I declared my name for everyone in the clinic. The PhD freaks started to touch my fresh hair. And smelt my breath. Memories of their students found reflection in my gazing through hallways and kea corridors with secret cabinets where no one could stop my DNA arrest.
На разных концах города, каждый из нас пел одну и ту же песню, услышанную вчера в баре после футбола, когда всем захотелось музыки. Простудившаяся Климентина в уютных шарфах и моем любимом белом свитере писала письмо куда-то в Исландию. Ее подруга Эмелиана не могла не ответить ей. У нее так сложно все складывалось с Джорджем, он не замечал ее, какая она блистательная актриса, как высоко она может прыгнуть и почти улететь в розовую завесу исландской ночи. А от Джорджа по очереди уходили молодые женщины с красивыми телами, вызывающей внешностью и побуждающей бросаться с ними в постель одеждой. Джордж не хотел быть только таким, он еще периодически просил соседку разрешать ему приводить домой из школы ее маленькую дочь. В воздухе Джордж не находил никого из своих предыдущих влюбленностей. Но постфактум он уже любил дочь соседки. Она не сексуальничала. А у него был Интернет. Климентина, задумавшись, выпивала бокал за бокалом, и хватило бы всего выпитого для затопления душевного расстройства Эмелианы, но Климентина ненасытно впивалась в ствол ручки и царапаемые ей слова. Но о любви захотелось писать, и умереть после написанного, а ведь Эмелиана все равно бы не узнала об этом, читая это письмо, так как лишь с Климентиной она была знакома на континенте, а у Климентины никого не было во всем мире, заботящимся о ней и о ее подругах, а так хотелось прижимать Климентину периодически к своей груди неопытным мальчикам, и спрашивать, не болит ли у нее голова.
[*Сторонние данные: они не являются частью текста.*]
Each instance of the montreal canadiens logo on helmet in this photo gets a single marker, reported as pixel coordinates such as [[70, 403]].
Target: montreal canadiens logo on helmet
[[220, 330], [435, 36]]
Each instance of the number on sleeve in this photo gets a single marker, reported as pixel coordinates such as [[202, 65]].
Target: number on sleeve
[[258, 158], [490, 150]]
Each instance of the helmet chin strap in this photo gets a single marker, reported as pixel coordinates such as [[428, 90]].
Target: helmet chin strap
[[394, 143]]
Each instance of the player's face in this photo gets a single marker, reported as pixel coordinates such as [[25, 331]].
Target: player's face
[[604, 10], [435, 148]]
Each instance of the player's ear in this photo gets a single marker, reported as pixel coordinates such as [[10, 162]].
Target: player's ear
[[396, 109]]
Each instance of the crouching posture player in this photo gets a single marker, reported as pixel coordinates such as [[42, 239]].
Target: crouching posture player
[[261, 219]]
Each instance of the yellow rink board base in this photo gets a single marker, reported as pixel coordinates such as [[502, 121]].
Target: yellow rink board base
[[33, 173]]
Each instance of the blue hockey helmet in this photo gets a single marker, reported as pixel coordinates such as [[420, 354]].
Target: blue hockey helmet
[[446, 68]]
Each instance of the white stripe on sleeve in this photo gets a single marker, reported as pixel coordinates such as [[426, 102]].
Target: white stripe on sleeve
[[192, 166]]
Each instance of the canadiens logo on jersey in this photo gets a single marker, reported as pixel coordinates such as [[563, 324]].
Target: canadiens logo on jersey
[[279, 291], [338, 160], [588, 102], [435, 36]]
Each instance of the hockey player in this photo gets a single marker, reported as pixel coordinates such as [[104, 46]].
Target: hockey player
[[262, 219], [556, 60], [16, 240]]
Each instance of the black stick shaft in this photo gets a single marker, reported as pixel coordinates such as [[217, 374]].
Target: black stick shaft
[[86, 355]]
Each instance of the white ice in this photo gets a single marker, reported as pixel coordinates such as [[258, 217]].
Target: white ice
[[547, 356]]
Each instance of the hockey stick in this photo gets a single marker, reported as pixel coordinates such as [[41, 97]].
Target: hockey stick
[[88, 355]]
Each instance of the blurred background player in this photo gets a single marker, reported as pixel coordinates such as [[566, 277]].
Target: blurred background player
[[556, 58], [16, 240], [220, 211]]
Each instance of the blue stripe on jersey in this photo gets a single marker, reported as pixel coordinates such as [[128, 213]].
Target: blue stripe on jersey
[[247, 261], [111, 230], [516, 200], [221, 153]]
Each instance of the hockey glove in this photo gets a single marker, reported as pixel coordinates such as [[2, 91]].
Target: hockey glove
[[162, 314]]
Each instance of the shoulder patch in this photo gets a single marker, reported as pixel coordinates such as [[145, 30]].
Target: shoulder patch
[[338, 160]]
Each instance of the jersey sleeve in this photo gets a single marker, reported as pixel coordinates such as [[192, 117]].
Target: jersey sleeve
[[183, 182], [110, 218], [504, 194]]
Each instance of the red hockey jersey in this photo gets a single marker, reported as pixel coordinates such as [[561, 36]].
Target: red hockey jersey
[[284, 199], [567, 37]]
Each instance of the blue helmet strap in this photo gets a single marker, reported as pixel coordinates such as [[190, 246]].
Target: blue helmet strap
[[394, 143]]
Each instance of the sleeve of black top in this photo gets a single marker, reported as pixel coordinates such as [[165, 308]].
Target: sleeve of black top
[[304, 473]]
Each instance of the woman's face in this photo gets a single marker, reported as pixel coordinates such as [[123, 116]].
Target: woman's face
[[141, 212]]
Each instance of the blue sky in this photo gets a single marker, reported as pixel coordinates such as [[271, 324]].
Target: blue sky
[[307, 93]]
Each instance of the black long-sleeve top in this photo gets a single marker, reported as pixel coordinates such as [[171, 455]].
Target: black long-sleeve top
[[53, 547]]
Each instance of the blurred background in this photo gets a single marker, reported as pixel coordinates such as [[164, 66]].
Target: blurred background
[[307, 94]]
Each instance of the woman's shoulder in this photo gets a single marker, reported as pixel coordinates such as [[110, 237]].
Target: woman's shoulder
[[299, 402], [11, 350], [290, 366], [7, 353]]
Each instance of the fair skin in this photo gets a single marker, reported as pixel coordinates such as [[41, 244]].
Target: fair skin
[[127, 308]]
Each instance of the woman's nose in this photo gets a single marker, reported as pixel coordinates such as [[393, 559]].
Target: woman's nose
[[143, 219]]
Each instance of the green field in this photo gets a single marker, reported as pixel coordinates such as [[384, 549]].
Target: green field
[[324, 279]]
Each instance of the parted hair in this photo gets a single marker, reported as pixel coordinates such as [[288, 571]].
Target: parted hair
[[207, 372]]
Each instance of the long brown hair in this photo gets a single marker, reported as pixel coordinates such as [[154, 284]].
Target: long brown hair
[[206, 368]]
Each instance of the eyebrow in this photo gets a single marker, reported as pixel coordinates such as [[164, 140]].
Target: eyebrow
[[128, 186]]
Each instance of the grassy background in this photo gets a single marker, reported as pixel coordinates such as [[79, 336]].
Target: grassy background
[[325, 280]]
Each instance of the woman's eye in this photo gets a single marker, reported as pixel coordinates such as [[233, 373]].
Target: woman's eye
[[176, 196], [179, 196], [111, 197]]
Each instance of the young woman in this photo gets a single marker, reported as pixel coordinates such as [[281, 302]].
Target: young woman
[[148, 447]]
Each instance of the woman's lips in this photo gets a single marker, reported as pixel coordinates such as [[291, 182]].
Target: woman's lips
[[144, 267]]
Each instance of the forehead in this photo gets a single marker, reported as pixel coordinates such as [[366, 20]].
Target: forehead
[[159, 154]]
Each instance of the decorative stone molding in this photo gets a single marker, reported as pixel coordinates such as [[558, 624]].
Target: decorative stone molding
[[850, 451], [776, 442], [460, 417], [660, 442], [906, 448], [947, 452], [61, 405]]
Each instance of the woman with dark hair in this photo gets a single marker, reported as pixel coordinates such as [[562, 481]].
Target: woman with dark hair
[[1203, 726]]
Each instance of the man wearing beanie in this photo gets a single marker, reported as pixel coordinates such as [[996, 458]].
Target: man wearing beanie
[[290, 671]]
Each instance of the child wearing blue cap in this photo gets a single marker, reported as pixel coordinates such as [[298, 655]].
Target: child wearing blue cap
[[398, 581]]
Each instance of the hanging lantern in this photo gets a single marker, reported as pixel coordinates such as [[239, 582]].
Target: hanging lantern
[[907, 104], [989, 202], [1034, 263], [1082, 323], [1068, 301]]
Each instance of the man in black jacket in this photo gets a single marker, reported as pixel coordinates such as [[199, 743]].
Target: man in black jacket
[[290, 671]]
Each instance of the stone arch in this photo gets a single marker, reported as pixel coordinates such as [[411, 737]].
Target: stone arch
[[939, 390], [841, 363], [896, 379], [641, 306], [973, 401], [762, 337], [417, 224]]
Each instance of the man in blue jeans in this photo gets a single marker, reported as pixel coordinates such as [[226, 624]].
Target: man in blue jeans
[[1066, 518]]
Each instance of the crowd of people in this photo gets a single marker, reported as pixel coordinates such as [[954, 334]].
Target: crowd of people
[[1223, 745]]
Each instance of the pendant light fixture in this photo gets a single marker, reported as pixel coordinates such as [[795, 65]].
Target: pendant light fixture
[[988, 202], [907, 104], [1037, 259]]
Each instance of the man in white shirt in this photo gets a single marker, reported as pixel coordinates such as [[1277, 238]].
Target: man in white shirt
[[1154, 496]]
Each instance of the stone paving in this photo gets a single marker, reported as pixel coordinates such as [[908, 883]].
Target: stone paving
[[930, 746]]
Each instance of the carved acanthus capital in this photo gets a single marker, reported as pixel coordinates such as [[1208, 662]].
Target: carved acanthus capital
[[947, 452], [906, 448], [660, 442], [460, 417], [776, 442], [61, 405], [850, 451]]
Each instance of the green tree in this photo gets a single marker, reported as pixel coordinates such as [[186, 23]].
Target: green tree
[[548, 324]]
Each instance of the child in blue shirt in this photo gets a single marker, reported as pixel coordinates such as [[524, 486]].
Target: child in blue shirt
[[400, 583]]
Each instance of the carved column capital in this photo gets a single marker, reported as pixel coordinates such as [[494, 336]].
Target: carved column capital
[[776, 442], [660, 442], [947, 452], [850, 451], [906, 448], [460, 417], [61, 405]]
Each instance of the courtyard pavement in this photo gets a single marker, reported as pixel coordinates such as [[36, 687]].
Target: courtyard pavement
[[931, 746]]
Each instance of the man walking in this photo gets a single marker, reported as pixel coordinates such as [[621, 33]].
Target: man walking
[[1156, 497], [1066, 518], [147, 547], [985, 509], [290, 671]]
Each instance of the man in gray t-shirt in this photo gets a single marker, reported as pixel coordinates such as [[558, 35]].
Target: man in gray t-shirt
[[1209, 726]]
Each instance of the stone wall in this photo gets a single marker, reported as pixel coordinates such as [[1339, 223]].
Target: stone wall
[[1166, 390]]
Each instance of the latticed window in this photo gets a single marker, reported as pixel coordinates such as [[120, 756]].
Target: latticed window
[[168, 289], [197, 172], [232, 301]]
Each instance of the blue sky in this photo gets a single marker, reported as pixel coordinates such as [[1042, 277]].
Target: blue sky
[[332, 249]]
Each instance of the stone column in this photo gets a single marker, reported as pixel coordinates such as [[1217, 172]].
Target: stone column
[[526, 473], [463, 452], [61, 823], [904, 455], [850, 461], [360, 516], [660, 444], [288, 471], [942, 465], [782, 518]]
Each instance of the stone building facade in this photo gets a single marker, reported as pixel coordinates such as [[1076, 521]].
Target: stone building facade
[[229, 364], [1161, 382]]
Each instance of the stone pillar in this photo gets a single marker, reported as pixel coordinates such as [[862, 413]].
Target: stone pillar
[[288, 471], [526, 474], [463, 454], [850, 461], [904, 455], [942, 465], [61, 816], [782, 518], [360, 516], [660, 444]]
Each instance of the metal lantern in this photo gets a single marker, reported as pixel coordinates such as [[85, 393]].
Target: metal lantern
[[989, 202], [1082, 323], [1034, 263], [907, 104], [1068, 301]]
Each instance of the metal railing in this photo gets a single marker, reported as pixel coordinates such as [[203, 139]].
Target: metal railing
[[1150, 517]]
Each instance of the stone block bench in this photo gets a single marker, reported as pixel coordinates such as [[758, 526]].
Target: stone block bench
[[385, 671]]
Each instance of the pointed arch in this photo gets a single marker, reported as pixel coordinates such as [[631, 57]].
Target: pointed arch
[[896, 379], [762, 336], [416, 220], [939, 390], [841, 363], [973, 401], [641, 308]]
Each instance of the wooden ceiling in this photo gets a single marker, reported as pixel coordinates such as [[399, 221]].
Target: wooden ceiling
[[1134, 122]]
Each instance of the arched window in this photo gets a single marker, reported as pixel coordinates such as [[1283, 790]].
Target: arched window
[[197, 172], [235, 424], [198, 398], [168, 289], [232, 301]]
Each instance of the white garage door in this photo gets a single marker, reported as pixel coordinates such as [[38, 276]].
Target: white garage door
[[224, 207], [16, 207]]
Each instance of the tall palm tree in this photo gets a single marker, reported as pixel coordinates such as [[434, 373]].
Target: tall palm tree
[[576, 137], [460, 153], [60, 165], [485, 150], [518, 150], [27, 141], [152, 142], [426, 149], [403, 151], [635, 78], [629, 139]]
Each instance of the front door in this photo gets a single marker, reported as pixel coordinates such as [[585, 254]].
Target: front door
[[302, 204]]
Она бы томно отвечала, что "да, немного", но потом убегала бы от их глаз, или отдавала бы их Эмелиане, и появлялась бы еще одна песня; Эмелиана бы пела ее в микрофоны своего голубого магнитофона. Она наедине с собой. И никто ей не нужен. Но она уедет, чтобы расписаться на стене плача в клозете Азовского моря. Где-то в народных поверьях она выискала некогда затерянную истину, гласящую о ее и чьей-то удивительной жизнях, вроде бы стремящихся соединиться и превратиться в организм без имен и тел.
Пьер уже начал осмотр. Опять не реагировали зрачки на лучики его фонарика. Слабо двигалось глазное яблоко. Инертны нервы на коленях и ступнях. Лицо в пиявках. Они не позволяли есть и пить. Немного воздуха проникало сквозь частично свободные ноздри. Я возненавидел пиявок, и в образе Климентины я узнавал самую надоедливую пиявку, то и дело преграждавшую кислороду доступ в мои легкие. Как я мог не любить воздух, и как необычно было ненавидеть существо, претендующее на вдыхаемый мной воздух. Начинаю дыхание -- Пьер уже говорит о преграде.
Мертвенно бледный я наконец проснулся и на счастье встаю в бархат ковра возле постели Сюзан.В
-- Кофе, чай, у меня чайника нет, в пакетиках, без кофеина. Черт, не найду фильтры. У меня засорился. А, поцелуй меня, сюда.. делай.
-- Я уже не могу.
-- Всегда так.
-- Позвони мне на выходных, представься Жозефиной.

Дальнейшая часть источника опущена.